Le Courrier fédéral (p. 124-129).

CHAPITRE III

LES FIANÇAILLES


Lucia fit son apparition au dîner. Cette pauvre Lucia avait certainement un gros rhume, car elle était bien changée et elle toussait beaucoup.

« Ça va mieux, Lucia, je l’espère ? » demanda Éliane.

— « Un peu mieux, merci, Éliane. »

Après le dîner, Castello offrit son bras à la jeune fille et la conduisit au salon ; Lucia les y suivit.

« Mlle Lecour, » dit Castello, « vous nous feriez un grand plaisir si vous vouliez nous chanter quelque chose. »

— « Mais… je ne sais vraiment… » commença Éliane.

— « Que chantiez-vous donc, l’autre soir, alors que j’étais dans mon étude ? C’était si joli ! »

— « Oh ! cela ! » répondit Éliane en souriant. « Ce n’est qu’une petite berceuse que ma mère avait composée, paroles et mélodie et qu’elle me chantait souvent… J’ai fait un accompagnement à cette mélodie, en souvenir de ma mère regretté. »

— « Alors, ne nous feriez-vous pas le plaisir de nous la chanter cette petite berceuse ? » demanda Castello. J’aimerais tant à l’entendre ! »

— « Oui, chantez donc, Éliane ! « interposa Lucia.

— « Mais, avec plaisir, si cela peut vous être agréable, » répondit la jeune fille.

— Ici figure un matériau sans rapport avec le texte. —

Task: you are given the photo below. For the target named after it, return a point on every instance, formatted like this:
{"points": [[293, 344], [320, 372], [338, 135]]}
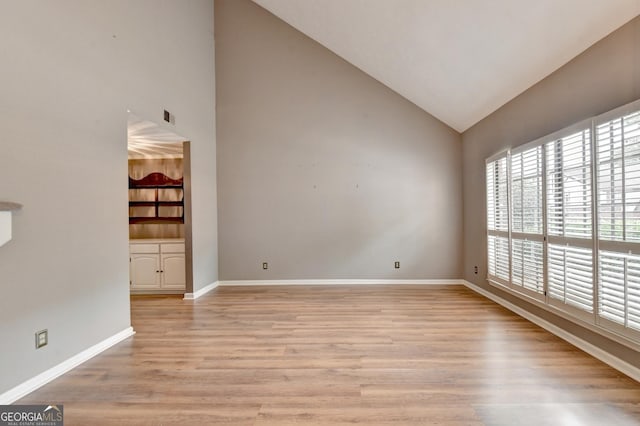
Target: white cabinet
{"points": [[157, 266]]}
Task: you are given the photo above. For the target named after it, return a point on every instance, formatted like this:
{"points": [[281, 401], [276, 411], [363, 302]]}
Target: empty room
{"points": [[273, 212]]}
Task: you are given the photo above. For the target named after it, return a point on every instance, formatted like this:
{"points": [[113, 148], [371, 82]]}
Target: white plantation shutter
{"points": [[619, 291], [569, 186], [569, 220], [498, 219], [618, 144], [497, 193], [563, 220], [526, 220], [618, 171], [570, 276], [498, 256]]}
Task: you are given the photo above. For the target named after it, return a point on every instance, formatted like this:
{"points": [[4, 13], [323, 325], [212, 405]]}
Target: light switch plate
{"points": [[42, 338]]}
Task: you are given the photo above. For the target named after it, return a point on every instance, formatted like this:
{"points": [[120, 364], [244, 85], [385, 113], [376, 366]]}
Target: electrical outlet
{"points": [[42, 338]]}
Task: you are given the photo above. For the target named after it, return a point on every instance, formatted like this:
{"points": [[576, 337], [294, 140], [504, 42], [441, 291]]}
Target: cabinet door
{"points": [[145, 271], [173, 271]]}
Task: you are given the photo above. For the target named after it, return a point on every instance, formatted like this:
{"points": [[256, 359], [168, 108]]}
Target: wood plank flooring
{"points": [[331, 355]]}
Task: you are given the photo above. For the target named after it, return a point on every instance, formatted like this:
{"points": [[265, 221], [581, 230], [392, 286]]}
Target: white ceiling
{"points": [[147, 139], [459, 60]]}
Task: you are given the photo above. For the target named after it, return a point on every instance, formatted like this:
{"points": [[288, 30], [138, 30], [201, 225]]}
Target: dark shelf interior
{"points": [[156, 182]]}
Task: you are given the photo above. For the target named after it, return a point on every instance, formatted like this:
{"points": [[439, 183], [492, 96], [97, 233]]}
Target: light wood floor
{"points": [[340, 355]]}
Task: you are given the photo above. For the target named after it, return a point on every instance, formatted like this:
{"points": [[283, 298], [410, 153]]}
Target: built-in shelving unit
{"points": [[6, 212], [156, 198]]}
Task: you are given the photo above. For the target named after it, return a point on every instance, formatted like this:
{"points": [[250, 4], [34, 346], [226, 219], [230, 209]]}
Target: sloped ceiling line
{"points": [[459, 60]]}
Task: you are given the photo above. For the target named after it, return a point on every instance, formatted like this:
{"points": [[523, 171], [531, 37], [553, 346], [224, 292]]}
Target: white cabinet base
{"points": [[157, 267]]}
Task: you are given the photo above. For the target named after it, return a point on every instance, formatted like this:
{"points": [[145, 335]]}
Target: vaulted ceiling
{"points": [[459, 60]]}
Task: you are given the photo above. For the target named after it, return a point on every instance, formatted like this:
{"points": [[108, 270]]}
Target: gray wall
{"points": [[604, 77], [70, 70], [324, 172]]}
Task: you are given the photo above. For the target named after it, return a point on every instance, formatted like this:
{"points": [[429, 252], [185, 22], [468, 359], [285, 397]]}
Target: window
{"points": [[563, 220], [618, 150], [526, 211], [569, 221], [498, 219]]}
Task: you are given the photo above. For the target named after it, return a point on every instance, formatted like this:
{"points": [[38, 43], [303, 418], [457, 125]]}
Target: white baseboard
{"points": [[338, 282], [42, 379], [596, 352], [204, 290]]}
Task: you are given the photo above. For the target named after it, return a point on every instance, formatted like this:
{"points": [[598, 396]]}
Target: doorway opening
{"points": [[159, 209]]}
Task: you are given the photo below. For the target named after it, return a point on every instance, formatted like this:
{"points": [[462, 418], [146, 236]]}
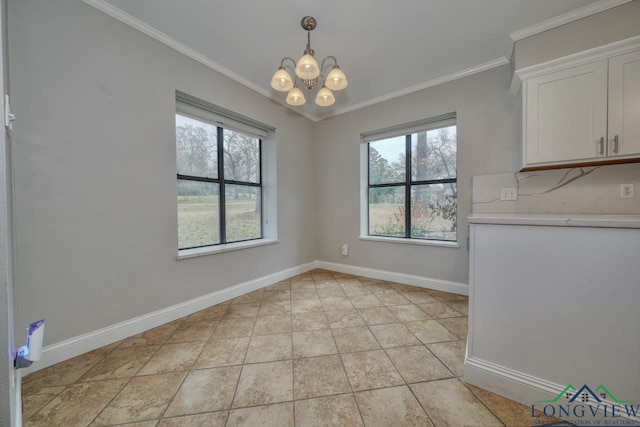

Éliane se mit au piano, et après avoir joué une exquise petite ritournelle, elle chanta, d’une voix touchante et douce, la berceuse qui suit :


DORS, MON ENFANT

En regardant tes lèvres roses,
Ton front charmant,
Lorsque dans mes bras tu reposes
Si doucement,
Mon cœur s’inonde de tendresse ;
Heureux moment
Où, contre mon cœur je te presse…
Dors, mon enfant !

II


En voyant ta blanche paupière
Ton œil voilant,

Ange, je sens mon cœur de mère
Tout palpitant…
Pour toi, je chante une berceuse ;
Aussi, ce chant,
C’est le cri d’une mère heureuse…
Dors, mon enfant !

III

Ah ! que jamais tu ne connaisses
Ni le tourment,
Ni l’épreuve, ni les détresses,
Un seul instant !
Mon amour te garde, chérie,
Fidèlement…
Que douce soit, pour toi, la vie !…
Dors, mon enfant !

« Merci et encore merci, Mlle Lecour ! » s’écria Castello. « Elle est vraiment jolie cette berceuse ! La musique est ravissante et les paroles débordent d’amour maternel. »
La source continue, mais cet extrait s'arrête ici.